Parecía que todos los males habían caído sobre Chiquinquirá. La virgen, impotente, abría los brazos. Dios no puede hacer nada contra la naturaleza ni contra el descuido de los hombres. Cuatro meses después del terremoto que destruyó la ciudad vendría un mal todavía peor. El sábado 25 de junio de 1967 el municipio se levantó comiendo el pan de su panadería favorita, La Nutibara. No sabían que la harina con la que habían amasado el pan se había mezclado con Felidol, un peligroso insecticida que viajaba en el mismo camión que lo hacía la harina y que, antes de llegar al pueblo, uno de sus frascos se había roto permeando el alimento.

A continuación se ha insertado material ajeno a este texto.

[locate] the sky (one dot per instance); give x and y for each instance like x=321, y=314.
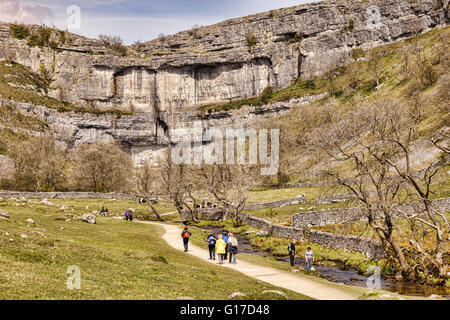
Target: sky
x=132, y=20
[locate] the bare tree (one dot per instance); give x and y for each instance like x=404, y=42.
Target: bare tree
x=376, y=143
x=39, y=164
x=147, y=181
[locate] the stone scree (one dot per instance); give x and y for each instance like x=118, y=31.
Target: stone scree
x=209, y=214
x=370, y=248
x=339, y=216
x=301, y=199
x=63, y=195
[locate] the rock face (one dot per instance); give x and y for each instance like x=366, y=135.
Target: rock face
x=164, y=80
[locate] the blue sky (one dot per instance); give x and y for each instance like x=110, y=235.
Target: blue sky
x=135, y=19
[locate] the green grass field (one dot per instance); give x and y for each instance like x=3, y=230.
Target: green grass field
x=118, y=260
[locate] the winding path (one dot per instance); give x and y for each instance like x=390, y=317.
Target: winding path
x=308, y=287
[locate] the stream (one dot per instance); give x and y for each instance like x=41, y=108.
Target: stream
x=348, y=277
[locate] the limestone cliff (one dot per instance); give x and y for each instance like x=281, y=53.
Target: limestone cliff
x=167, y=78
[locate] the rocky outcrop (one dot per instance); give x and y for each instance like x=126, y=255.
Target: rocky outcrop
x=63, y=195
x=165, y=80
x=89, y=218
x=347, y=215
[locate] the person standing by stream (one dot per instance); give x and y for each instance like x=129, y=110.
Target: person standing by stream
x=291, y=249
x=232, y=248
x=220, y=248
x=185, y=235
x=309, y=258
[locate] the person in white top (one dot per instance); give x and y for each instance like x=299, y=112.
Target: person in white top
x=233, y=247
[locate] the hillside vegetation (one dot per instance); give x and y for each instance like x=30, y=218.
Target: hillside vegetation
x=117, y=260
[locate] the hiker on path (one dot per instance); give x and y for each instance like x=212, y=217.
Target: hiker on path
x=211, y=240
x=185, y=235
x=225, y=239
x=309, y=258
x=232, y=248
x=220, y=248
x=291, y=250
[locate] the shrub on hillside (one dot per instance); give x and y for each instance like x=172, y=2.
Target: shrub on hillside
x=102, y=167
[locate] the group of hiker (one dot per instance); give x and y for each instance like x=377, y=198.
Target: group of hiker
x=225, y=245
x=104, y=212
x=309, y=256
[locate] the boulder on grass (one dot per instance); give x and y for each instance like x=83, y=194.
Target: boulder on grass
x=89, y=218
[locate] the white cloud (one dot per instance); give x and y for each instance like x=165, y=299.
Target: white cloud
x=22, y=12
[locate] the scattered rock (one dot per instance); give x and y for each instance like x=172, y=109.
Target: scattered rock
x=89, y=218
x=284, y=295
x=236, y=294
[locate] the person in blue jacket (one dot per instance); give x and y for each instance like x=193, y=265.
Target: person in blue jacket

Muchos niños desayunaron el pan mojado en el chocolate sin saber que estaban condenándose a una muerte instantánea. Cuando la gente se desvanecía en las calles, botando sangre por la boca, en la mañana de ese sábado, creían que le había caído arsénico al río de donde sacaba el pueblo el agua. No era eso. Chiquinquirá ignoraba que Joaquín Merchán, el panadero de Ntibara, era el primer muerto que había dado la tragedia después de que amasó la harina.

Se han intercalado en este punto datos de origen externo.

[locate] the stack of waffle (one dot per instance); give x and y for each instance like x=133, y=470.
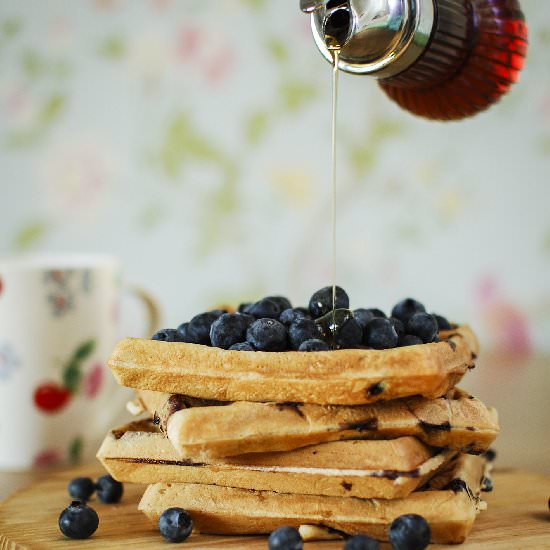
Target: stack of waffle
x=333, y=443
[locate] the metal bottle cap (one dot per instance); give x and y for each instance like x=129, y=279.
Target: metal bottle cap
x=377, y=37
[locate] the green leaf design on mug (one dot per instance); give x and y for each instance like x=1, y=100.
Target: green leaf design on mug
x=72, y=372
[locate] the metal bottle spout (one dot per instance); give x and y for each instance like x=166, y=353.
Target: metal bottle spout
x=378, y=37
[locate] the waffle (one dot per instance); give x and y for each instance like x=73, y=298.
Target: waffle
x=139, y=453
x=202, y=430
x=339, y=377
x=450, y=506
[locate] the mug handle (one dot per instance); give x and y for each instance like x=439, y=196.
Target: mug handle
x=152, y=308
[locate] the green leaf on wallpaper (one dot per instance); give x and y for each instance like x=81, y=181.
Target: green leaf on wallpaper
x=256, y=126
x=256, y=5
x=295, y=94
x=112, y=47
x=151, y=216
x=33, y=63
x=546, y=243
x=277, y=49
x=51, y=109
x=182, y=143
x=30, y=235
x=9, y=28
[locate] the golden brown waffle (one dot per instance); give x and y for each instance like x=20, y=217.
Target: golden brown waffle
x=339, y=377
x=139, y=453
x=449, y=511
x=458, y=420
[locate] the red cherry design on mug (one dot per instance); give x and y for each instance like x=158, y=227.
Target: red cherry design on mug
x=50, y=397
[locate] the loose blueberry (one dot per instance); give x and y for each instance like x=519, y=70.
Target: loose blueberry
x=410, y=340
x=285, y=538
x=321, y=301
x=281, y=301
x=302, y=330
x=267, y=335
x=289, y=316
x=228, y=329
x=242, y=346
x=380, y=334
x=442, y=323
x=81, y=488
x=405, y=309
x=363, y=316
x=166, y=335
x=424, y=326
x=175, y=524
x=78, y=521
x=409, y=532
x=199, y=327
x=361, y=542
x=265, y=309
x=109, y=490
x=313, y=345
x=398, y=326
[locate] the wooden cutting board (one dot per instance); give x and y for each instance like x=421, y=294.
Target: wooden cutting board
x=517, y=518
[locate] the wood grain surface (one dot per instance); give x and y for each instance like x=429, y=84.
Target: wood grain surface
x=517, y=518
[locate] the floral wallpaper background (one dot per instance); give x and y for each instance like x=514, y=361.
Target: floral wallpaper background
x=192, y=140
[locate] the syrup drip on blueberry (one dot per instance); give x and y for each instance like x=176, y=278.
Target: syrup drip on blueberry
x=272, y=324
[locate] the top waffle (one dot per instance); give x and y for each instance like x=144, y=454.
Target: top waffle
x=339, y=377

Al final de la semana el saldo de muertos no podía ser más catastrófico: casi 300 de los cuales más de 70 eran niños. La foto que tomó el reportero de El Tiempo Carlos Caicedo, del niño Carlos Alfonso Romero desvanecido en un sofá, le dio la vuelta al mundo e incluso fue publicada en la revista Life. Romero sobrevivió. Una hermana de él, de cuatro años, estuvo entre las víctimas. Sus hermanos sobrevivieron pero tuvieron que padecer, como otros 350 intoxicados que salvaron sus vidas, terribles secuelas el resto de sus días. A Romero el diario El Espectador le hizo un homenaje cuando se cumplieron 50 años del hecho.
La memorias es frágil y el descuido que generó la tragedia fue una dolora enseñanza para todo un país. Desde entonces se impusieron medidas de seguridad para el transporte de carga y el Felidol fue restringido sólo para sistemas de riegos complejos. En Chiquinquirá todos recuerdan ese infausto día.